Lange hat er ihr seine Pläne verschwiegen, um sie zu schonen, doch als sie es ihm schließlich auf den Kopf zusagte, da gab er es zu.
In jener Nacht ist sie zu ihm gegangen.
Francesco schlief auf der blanken Erde, Francesco mit seinen großen Ohren, den kleinen Füßen und der lustigen Nase. Er trug sein armseliges Gewand, wegen dem viele ihn seit Jahren verspottet hatten.
Doch für Chiara war alles anders.

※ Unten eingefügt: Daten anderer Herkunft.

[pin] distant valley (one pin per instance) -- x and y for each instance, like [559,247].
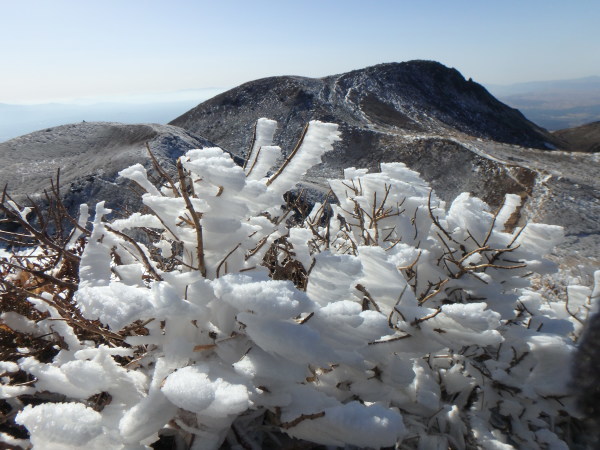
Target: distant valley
[19,119]
[449,129]
[554,105]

Ein Engel war für sie vom Himmel gestiegen, ein Cherubin in Menschengestalt. Kein Mann war ihr jemals schöner erschienen.
Er wollte sie wegschicken, als er erwacht war und ihre Nähe spürte, nannte sie Teufelin, Schlange und böse Versuchung. Doch sie verschloss ihre Ohren gegen seine Worte und umarmte ihn wieder und wieder, bis schließlich sein Widerstand erlosch und er nachgab.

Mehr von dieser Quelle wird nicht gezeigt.